PD-L1 expression in high-risk non-muscle invasive bladder cancer is not a biomarker of response to BCG

Abstract

Purpose: Up to 50% of high-risk non-muscle invasive bladder cancer (HR-NMIBC) patients fail Bacillus Calmette-Guérin (BCG) treatment, resulting in a high risk of progression and poor clinical outcomes. Biomarkers that predict outcomes after BCG are lacking. The antitumor effects of BCG are driven by a cytotoxic T cell response, which may be controlled by immune checkpoint proteins like Programmed Death Ligand 1 (PD-L1). Here, we hypothesized that PD-L1 protein expression could serve as a biomarker for BCG-failure. Methods: HR-NMIBC patients who received ≥ 5 BCG instillations were included. Tissue microarrays were constructed from BCG-naïve tumors and recurrences and stained with the PD-L1 (SP142) antibody. PD-L1 status was defined as ≥ 5% tumor-infiltrating immune cells with membrane staining in the tumor area. Clinicopathological associations with PD-L1 positive tumors were investigated, and time-to-event analyses were performed comparing PD-L1 positive vs. negative tumors.

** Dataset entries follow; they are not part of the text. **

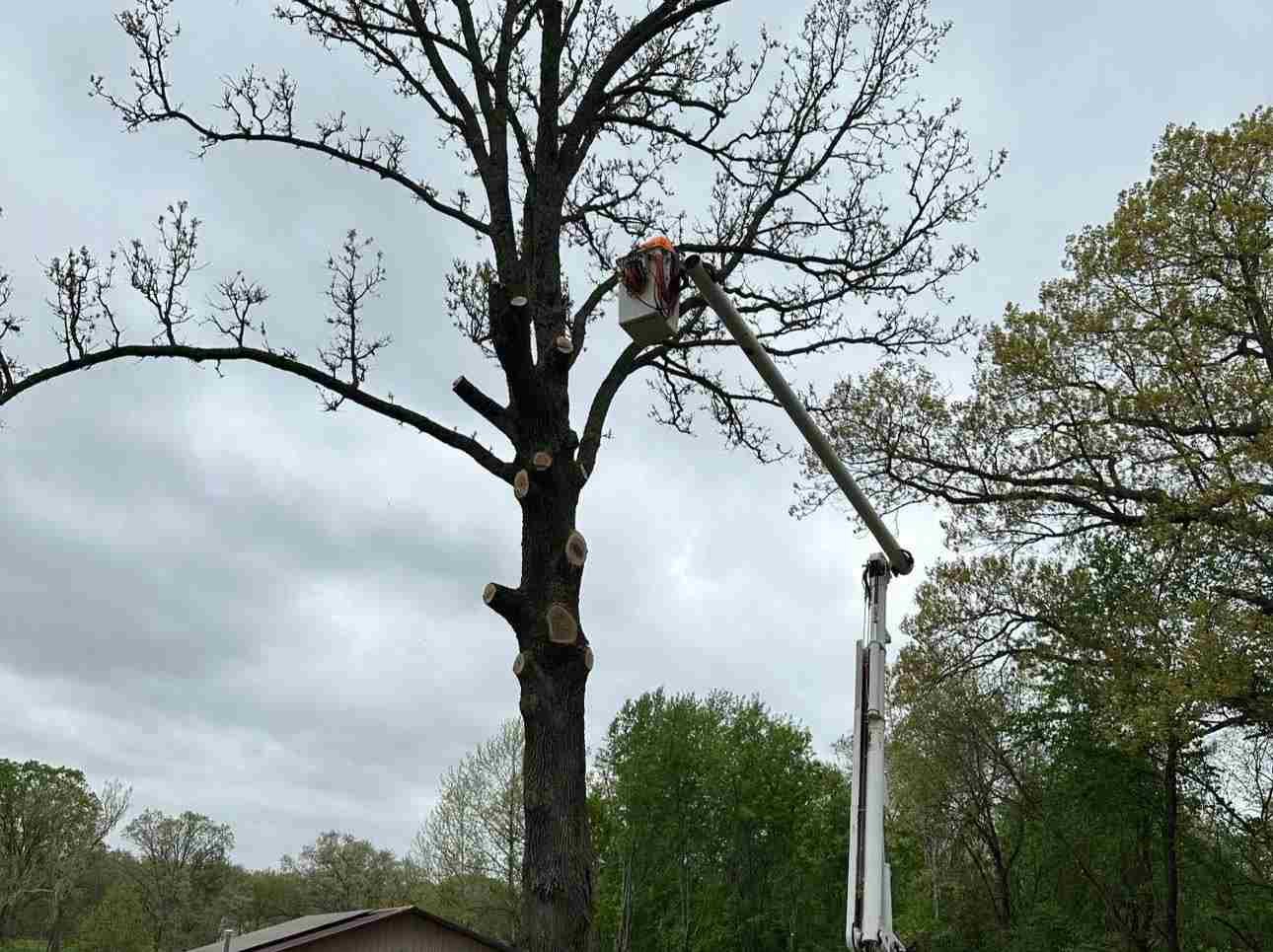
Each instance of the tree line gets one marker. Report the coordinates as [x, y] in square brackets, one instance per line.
[1031, 808]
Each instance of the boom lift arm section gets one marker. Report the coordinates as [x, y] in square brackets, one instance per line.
[868, 921]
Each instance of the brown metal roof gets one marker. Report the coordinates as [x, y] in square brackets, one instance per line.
[306, 929]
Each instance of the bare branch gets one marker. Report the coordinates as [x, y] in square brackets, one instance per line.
[280, 362]
[350, 350]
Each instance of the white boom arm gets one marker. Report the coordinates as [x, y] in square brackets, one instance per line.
[868, 922]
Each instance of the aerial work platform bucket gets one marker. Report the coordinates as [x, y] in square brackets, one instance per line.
[649, 290]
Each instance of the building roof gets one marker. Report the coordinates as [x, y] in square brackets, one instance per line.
[307, 928]
[283, 930]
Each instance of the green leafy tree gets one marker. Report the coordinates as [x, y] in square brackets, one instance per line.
[1136, 395]
[716, 830]
[116, 924]
[340, 872]
[471, 845]
[51, 825]
[183, 865]
[567, 117]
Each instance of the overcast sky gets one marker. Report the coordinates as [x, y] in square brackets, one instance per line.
[271, 615]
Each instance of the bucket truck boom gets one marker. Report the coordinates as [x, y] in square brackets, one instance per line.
[868, 922]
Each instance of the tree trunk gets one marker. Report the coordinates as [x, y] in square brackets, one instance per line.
[557, 863]
[1171, 821]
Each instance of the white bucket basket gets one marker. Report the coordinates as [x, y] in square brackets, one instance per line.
[641, 315]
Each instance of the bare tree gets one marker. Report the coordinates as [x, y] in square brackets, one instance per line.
[569, 116]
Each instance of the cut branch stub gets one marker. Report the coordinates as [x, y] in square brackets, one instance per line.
[562, 628]
[577, 549]
[509, 604]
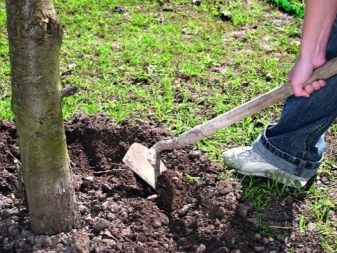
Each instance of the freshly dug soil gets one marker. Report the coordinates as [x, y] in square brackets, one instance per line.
[118, 212]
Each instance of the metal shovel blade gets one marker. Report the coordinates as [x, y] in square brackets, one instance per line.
[136, 159]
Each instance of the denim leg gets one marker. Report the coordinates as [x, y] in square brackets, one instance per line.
[296, 143]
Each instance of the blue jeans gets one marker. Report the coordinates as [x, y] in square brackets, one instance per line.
[296, 143]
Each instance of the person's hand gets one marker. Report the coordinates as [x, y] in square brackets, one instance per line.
[300, 73]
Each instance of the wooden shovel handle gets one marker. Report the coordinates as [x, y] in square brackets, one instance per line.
[259, 103]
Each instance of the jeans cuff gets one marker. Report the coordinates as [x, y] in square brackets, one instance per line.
[283, 160]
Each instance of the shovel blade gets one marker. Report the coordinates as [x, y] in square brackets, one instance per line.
[137, 159]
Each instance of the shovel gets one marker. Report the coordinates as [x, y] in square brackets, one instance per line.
[146, 162]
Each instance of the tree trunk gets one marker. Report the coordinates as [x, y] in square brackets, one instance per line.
[35, 36]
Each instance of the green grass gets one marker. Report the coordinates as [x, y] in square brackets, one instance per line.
[181, 65]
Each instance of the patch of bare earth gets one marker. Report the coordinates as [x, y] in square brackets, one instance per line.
[118, 212]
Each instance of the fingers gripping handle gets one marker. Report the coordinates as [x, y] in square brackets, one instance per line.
[257, 104]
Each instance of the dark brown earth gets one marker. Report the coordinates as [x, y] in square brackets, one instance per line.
[118, 212]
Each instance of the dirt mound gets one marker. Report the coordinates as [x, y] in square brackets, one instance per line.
[120, 213]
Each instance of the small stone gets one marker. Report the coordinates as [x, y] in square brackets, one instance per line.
[259, 249]
[201, 249]
[101, 224]
[195, 154]
[89, 178]
[156, 224]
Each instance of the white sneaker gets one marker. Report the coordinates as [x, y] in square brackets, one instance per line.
[247, 162]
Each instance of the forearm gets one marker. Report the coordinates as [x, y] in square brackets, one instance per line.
[318, 21]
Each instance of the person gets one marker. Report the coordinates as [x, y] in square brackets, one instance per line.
[291, 150]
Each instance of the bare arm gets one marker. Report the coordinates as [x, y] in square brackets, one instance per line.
[316, 30]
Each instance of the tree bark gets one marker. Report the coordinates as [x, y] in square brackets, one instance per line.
[35, 36]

Results: 432 BCG-naïve tumors and 160 recurrences were included, and 91% of patients received adequate BCG. In BCG-naïve tumors, PD-L1 was expressed in 7% of patients and PD-L1 expression was associated with stage T1 versus Ta disease (p = 0.015). PD-L1 expression was not associated with treatment failure after adequate BCG (p = 0.782) nor with progression-free survival (p = 0.732). Testing cut-offs of ≥ 1% and ≥ 10% PD-L1 positivity did not alter results. High PD-L1 expression was more frequent in tumor recurrences (14%) as compared to BCG-naïve tumors (p = 0.012). Conclusion: PD-L1 expression in HR-NMIBC is not a biomarker of response to BCG. However, PD-L1 is higher in a subset of tumors that failed BCG treatment. More research is needed to determine the role of PD-L1 in tumors where BCG treatment failed.